On Playing One Point Matches

Bernhard Kaiser (FIBS : one_pointer)

Reprinted from rec.games.backgammon



Subject: one_pointer: On Playing One-point Matches
From: darse@cs.ualberta.ca (Darse Billings)
Date: 14 Jul 1995 17:12:01 GMT
Message-ID: <3u68h1$nid@scapa.cs.ualberta.ca>

Bernhard Kaiser (one_pointer on FIBS) has updated his article on strategy for playing one-point matches. It is due to appear in an English backgammon magazine next month, although I do not know which one. He is temporarily without r.g.b. access, so I am posting it on his behalf (after doing some minor editing).

Cheers, - Darse.


Playing One Point Matches

Bernhard Kaiser is a 26-year-old student of mathematics from Germany and has been playing tournament backgammon for eight years and on the Internet server FIBS for the last two years. Yerry Felix, consultant to Games & Puzzles, asked him to write an article about one-point matches / double matchpoint. The text was edited and typeset by Paul Lamford [PL].

[Note.. this version was reprinted from r.g.b and converted to html by yours truly....KM]

To set the scene, let me say I am rather experienced at this special score, because I played a great deal on FIBS under my alias one-pointer. I was interested in how I would fare playing only double-matchpoint situations, and I managed to climb to second place in the ratings.

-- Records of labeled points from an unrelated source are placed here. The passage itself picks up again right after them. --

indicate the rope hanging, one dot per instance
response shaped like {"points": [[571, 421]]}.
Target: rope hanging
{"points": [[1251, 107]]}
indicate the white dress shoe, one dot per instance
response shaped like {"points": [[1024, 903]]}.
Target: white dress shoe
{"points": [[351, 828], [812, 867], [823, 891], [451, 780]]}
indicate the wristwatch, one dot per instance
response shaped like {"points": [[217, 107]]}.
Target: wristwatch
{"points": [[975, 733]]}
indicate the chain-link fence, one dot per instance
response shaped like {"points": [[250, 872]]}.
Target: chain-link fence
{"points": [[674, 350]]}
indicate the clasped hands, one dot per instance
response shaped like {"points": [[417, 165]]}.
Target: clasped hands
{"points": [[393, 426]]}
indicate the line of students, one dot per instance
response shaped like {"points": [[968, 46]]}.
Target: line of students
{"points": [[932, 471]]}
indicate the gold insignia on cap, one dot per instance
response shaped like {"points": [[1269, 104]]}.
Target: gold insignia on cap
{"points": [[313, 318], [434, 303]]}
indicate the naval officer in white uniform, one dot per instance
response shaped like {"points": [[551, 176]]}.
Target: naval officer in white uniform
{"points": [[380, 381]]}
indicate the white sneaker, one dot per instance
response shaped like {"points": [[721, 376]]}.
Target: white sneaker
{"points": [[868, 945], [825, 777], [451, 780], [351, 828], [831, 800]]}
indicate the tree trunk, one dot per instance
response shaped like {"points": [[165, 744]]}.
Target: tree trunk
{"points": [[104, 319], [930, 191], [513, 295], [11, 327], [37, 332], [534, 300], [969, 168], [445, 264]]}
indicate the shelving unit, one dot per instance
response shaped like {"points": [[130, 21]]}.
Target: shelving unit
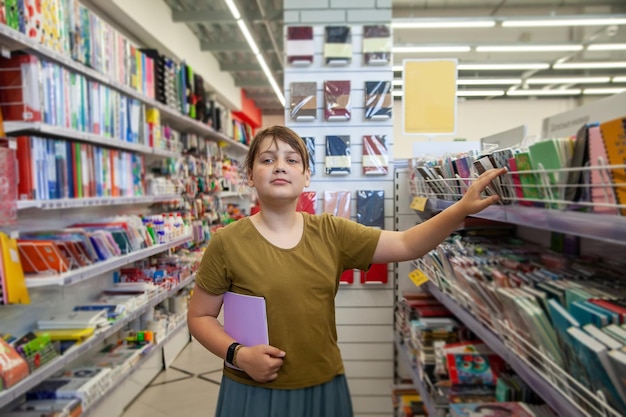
{"points": [[602, 227], [562, 405], [61, 362], [82, 274], [66, 203], [416, 376], [13, 40]]}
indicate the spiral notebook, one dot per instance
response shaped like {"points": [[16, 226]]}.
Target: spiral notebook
{"points": [[245, 319]]}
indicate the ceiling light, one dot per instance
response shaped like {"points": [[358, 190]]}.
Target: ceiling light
{"points": [[434, 23], [589, 65], [479, 93], [255, 49], [488, 81], [568, 80], [565, 21], [429, 49], [561, 92], [607, 47], [497, 67], [602, 91], [529, 48]]}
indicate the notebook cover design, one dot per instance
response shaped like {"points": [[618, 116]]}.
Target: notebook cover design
{"points": [[338, 158], [601, 191], [303, 101], [376, 44], [337, 104], [300, 48], [378, 100], [309, 141], [337, 45], [337, 203], [614, 135], [370, 208]]}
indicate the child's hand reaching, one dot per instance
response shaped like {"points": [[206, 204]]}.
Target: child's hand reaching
{"points": [[260, 362], [473, 201]]}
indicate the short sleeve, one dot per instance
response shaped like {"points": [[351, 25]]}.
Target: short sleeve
{"points": [[212, 276]]}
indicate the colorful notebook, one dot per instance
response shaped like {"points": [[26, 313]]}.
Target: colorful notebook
{"points": [[300, 47], [614, 135], [378, 100], [337, 45], [337, 105], [303, 101], [375, 155], [376, 45], [338, 159]]}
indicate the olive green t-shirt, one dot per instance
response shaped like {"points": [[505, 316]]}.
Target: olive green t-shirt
{"points": [[299, 286]]}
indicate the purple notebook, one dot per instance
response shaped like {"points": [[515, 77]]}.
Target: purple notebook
{"points": [[245, 319]]}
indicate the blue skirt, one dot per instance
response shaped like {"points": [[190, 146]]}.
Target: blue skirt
{"points": [[331, 399]]}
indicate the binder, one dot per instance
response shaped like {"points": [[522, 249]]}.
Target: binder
{"points": [[245, 319]]}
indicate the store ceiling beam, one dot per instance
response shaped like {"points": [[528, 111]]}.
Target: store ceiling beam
{"points": [[209, 16], [261, 82], [245, 66], [230, 46]]}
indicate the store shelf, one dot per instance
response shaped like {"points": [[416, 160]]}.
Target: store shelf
{"points": [[72, 354], [13, 40], [67, 203], [603, 227], [416, 377], [562, 405], [135, 367], [82, 274]]}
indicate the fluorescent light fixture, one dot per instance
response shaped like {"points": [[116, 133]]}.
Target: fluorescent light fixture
{"points": [[246, 34], [607, 47], [529, 48], [488, 81], [233, 9], [479, 93], [602, 91], [568, 80], [562, 92], [429, 49], [468, 93], [565, 21], [477, 81], [497, 67], [255, 49], [589, 65], [442, 23]]}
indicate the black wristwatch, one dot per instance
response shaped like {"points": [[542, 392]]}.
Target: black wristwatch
{"points": [[230, 354]]}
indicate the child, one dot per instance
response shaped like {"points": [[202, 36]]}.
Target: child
{"points": [[294, 260]]}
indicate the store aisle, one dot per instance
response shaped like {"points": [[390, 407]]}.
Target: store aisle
{"points": [[188, 388]]}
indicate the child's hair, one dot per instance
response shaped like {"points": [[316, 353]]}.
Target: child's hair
{"points": [[277, 133]]}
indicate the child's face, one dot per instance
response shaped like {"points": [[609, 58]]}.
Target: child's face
{"points": [[277, 172]]}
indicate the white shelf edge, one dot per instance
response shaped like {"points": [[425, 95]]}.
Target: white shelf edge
{"points": [[66, 203], [562, 405], [132, 369], [603, 227], [60, 362], [417, 381], [82, 274], [168, 114], [67, 133]]}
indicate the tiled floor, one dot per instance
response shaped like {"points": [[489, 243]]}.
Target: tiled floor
{"points": [[188, 388]]}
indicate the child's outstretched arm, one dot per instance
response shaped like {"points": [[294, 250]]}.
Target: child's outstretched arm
{"points": [[417, 241], [262, 362]]}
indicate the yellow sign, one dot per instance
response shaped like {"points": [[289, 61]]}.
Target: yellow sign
{"points": [[429, 97], [418, 277], [419, 203]]}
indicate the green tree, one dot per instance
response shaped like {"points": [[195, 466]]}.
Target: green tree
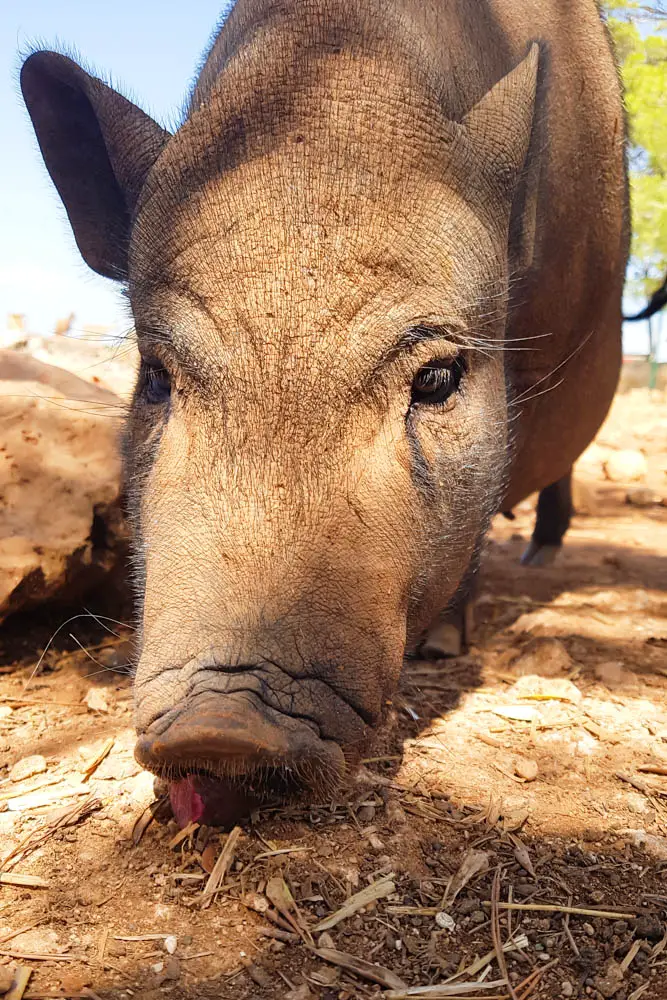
{"points": [[639, 34]]}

First of all lets summarize the basic properties of a one-point match (OPM). You might say, one-point-matches, I never play them, so why should I learn about them?. But, of course, one point matches are basically the same as double-matchpoint (DMP) situations, where both players only need to win the last game. The special characteristic of DMP, as opposed to money games or other match-situations, is that both players only want to win the game, and do not care whether they win a gammon or lose a gammon. This irrelevance of gammons leads to situations in DMP, where you have to make different moves from those you are used to in money games.

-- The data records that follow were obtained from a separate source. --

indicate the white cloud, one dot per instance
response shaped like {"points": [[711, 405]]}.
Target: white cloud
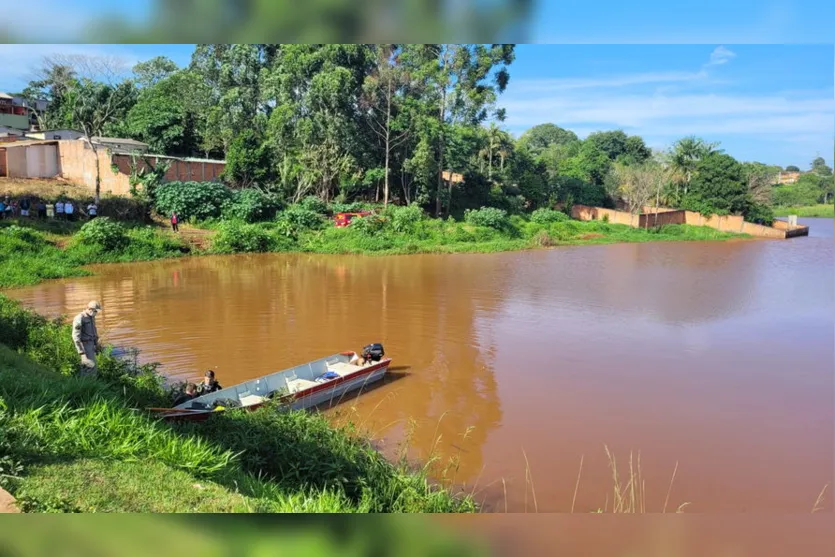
{"points": [[21, 61], [564, 84], [720, 55]]}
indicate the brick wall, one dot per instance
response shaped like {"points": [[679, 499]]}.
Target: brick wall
{"points": [[78, 164], [724, 223]]}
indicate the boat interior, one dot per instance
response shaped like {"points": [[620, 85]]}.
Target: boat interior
{"points": [[288, 381]]}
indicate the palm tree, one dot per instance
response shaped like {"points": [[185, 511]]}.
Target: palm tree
{"points": [[685, 156]]}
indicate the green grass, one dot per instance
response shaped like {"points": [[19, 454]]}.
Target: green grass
{"points": [[59, 427], [821, 211]]}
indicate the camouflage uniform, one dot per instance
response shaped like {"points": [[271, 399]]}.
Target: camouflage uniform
{"points": [[86, 338]]}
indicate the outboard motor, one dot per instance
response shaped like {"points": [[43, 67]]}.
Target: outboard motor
{"points": [[373, 352]]}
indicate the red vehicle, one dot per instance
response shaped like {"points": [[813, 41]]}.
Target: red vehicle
{"points": [[344, 219]]}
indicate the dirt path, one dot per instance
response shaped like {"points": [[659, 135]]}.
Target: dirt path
{"points": [[8, 504]]}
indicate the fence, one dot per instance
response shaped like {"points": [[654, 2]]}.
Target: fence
{"points": [[650, 218]]}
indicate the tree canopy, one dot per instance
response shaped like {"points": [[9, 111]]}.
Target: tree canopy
{"points": [[393, 123]]}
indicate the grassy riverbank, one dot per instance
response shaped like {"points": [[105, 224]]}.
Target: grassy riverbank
{"points": [[31, 250], [810, 211], [82, 444]]}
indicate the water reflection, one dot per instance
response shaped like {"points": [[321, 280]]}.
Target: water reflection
{"points": [[718, 356]]}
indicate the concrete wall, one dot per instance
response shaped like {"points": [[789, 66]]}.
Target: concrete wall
{"points": [[729, 223], [78, 164]]}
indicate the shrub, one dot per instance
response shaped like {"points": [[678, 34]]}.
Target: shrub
{"points": [[104, 234], [354, 207], [301, 218], [252, 205], [405, 219], [314, 204], [236, 237], [124, 208], [370, 225], [197, 200], [487, 216], [20, 239], [547, 216]]}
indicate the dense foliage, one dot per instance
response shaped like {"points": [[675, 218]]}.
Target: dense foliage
{"points": [[389, 123]]}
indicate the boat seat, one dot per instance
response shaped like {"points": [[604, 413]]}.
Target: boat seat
{"points": [[249, 400], [300, 384]]}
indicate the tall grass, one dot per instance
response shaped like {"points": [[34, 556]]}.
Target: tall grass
{"points": [[284, 460], [812, 211]]}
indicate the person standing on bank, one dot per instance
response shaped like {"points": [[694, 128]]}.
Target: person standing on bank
{"points": [[85, 337]]}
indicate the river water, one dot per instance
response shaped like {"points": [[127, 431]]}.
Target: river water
{"points": [[714, 360]]}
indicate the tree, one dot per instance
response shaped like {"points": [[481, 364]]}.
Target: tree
{"points": [[460, 78], [638, 184], [538, 138], [151, 72], [384, 91], [718, 186], [819, 166], [686, 155], [167, 114], [95, 99], [591, 164]]}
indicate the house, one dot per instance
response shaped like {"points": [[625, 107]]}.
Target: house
{"points": [[453, 177], [120, 145], [788, 177], [29, 159], [55, 134], [13, 115], [7, 132]]}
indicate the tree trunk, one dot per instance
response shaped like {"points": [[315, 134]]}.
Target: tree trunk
{"points": [[442, 116], [388, 145], [98, 174]]}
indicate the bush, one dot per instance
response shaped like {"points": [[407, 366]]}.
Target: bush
{"points": [[487, 216], [20, 239], [252, 205], [125, 208], [314, 204], [354, 207], [299, 218], [370, 225], [405, 219], [104, 234], [547, 216], [198, 200], [236, 237]]}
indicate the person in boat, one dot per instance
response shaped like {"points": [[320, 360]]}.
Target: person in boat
{"points": [[189, 393], [209, 384], [85, 337]]}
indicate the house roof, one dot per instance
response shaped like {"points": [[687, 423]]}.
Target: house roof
{"points": [[27, 142], [121, 140]]}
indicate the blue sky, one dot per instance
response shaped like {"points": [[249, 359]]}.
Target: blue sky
{"points": [[771, 103]]}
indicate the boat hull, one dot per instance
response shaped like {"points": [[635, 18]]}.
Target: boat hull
{"points": [[316, 395]]}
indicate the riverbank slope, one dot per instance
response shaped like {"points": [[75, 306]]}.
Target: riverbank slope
{"points": [[73, 444]]}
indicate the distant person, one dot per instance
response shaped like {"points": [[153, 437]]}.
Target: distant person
{"points": [[189, 393], [85, 337], [209, 384]]}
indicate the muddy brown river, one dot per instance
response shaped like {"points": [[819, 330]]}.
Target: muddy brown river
{"points": [[714, 360]]}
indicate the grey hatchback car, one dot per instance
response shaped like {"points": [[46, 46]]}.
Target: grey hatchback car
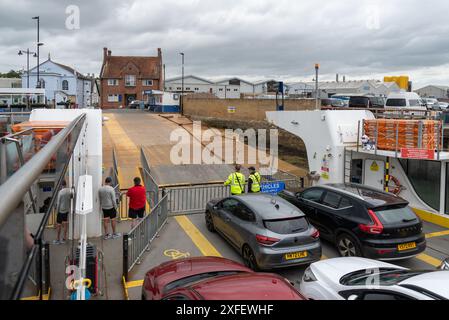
{"points": [[268, 231]]}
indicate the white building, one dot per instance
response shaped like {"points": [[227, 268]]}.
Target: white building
{"points": [[378, 88], [437, 92], [62, 83], [11, 83], [229, 88]]}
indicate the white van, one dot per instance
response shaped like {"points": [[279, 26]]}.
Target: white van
{"points": [[405, 100]]}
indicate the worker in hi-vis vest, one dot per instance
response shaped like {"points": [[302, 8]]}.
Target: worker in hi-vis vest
{"points": [[237, 181], [253, 181]]}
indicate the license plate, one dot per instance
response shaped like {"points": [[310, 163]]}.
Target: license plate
{"points": [[296, 255], [407, 246]]}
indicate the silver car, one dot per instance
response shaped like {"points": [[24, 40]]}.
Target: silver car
{"points": [[267, 231]]}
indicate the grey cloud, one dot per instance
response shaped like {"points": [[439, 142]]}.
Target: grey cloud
{"points": [[258, 39]]}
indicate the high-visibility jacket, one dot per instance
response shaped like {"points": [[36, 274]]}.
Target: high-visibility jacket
{"points": [[237, 182], [255, 182]]}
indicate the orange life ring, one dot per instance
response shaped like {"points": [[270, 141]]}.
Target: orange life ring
{"points": [[398, 187]]}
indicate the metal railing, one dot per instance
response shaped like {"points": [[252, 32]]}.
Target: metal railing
{"points": [[139, 239], [12, 190], [193, 199]]}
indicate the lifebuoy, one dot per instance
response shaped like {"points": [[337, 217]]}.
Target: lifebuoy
{"points": [[398, 187]]}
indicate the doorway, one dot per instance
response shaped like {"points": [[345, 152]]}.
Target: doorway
{"points": [[375, 173], [130, 98]]}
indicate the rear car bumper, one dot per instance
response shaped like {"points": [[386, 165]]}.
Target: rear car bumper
{"points": [[275, 258], [388, 249]]}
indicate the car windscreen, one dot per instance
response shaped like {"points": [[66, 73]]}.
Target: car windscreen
{"points": [[395, 215], [187, 281], [380, 276], [396, 103], [287, 226]]}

I will now try to give some examples of such situations and to outline some general rules. Later in the article I will try to give some tips how to play OPM against very weak players. There may not be such weak players in your tournaments that you have to adapt your moves [don't you believe it PL], but on FIBS it is very important also to get maximum results against players with a rating, of, say, 1400 or less. [Equivalent to a BIBA rating of about 900 PL])

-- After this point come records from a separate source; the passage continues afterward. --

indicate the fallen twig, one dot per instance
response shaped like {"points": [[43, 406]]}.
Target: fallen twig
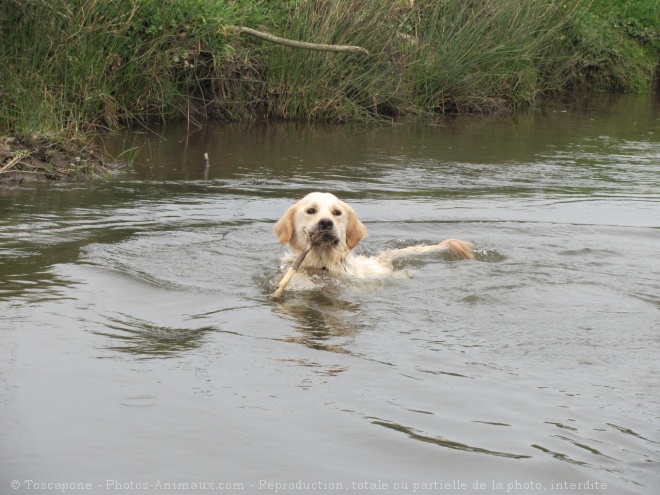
{"points": [[301, 44]]}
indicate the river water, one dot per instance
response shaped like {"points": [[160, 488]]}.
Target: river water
{"points": [[140, 350]]}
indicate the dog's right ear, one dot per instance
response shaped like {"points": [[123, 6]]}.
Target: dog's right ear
{"points": [[285, 226]]}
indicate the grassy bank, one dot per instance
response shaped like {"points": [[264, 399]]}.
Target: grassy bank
{"points": [[72, 68]]}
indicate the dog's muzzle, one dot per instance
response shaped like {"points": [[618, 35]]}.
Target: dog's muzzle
{"points": [[325, 231]]}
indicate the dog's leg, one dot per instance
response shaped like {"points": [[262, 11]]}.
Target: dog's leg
{"points": [[461, 248]]}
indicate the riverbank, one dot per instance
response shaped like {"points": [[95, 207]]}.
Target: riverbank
{"points": [[78, 68]]}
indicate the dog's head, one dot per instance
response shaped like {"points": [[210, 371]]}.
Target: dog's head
{"points": [[320, 212]]}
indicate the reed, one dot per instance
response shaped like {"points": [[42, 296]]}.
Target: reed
{"points": [[80, 64], [71, 66]]}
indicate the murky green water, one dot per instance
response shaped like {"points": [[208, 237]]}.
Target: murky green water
{"points": [[139, 345]]}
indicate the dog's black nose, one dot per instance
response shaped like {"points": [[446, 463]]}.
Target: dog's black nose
{"points": [[325, 224]]}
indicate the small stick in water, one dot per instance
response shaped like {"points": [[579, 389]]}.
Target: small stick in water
{"points": [[313, 239]]}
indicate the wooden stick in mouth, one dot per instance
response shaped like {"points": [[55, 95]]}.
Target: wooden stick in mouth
{"points": [[313, 239]]}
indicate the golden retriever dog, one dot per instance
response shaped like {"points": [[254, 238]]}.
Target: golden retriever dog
{"points": [[342, 231]]}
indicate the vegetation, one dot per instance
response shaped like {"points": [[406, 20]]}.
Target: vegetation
{"points": [[74, 67]]}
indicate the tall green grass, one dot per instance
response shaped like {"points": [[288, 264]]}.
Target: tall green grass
{"points": [[74, 65]]}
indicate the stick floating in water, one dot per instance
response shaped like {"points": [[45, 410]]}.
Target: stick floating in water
{"points": [[313, 239]]}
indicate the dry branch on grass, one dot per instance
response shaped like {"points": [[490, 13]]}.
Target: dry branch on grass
{"points": [[302, 44]]}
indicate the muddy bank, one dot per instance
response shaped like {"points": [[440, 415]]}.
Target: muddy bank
{"points": [[43, 158]]}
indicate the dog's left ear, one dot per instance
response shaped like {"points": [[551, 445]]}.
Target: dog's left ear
{"points": [[355, 230], [285, 226]]}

Opening Rolls. Lets first have a look at some opening rolls: There are some opening rolls, where you have the decision between different, normally equal good possibilities.

General rules. What style of game do you want to reach?

a) Blitz: Of course a blitz is not the type of game you want to play, because if you win, you mostly win a worthless gammon, but if things do not go well, you become an underdog quickly. There are many plays in blitz situations which you have to handle different. Lets have a look at an example: Your opponent opens with 5-4 and moves 13/8, 24/20. Then you roll a 5-5. In a money game making both inner points is routine and the best play by a wide margin, because you are winning a lot of gammons. At DMP I would rather play 13/3(2)! I think this gives you just slightly more winning chances. Generally its important to keep your position smooth and flexible at DMP. You should not be stuck in a single game plan too early, especially not a blitz. So you shouldn't hit loose on the ace or make your ace-point, if you don't have to, because hitting on the ace favours a blitz, which isn't attractive at DMP, and it reduces the chances of other game types, such as a backgame, which is quite a good plan at DMP (see below). Of course you should not overdo this rule. Sometimes hitting on the ace-point or going for the blitz is just plainly the best approach.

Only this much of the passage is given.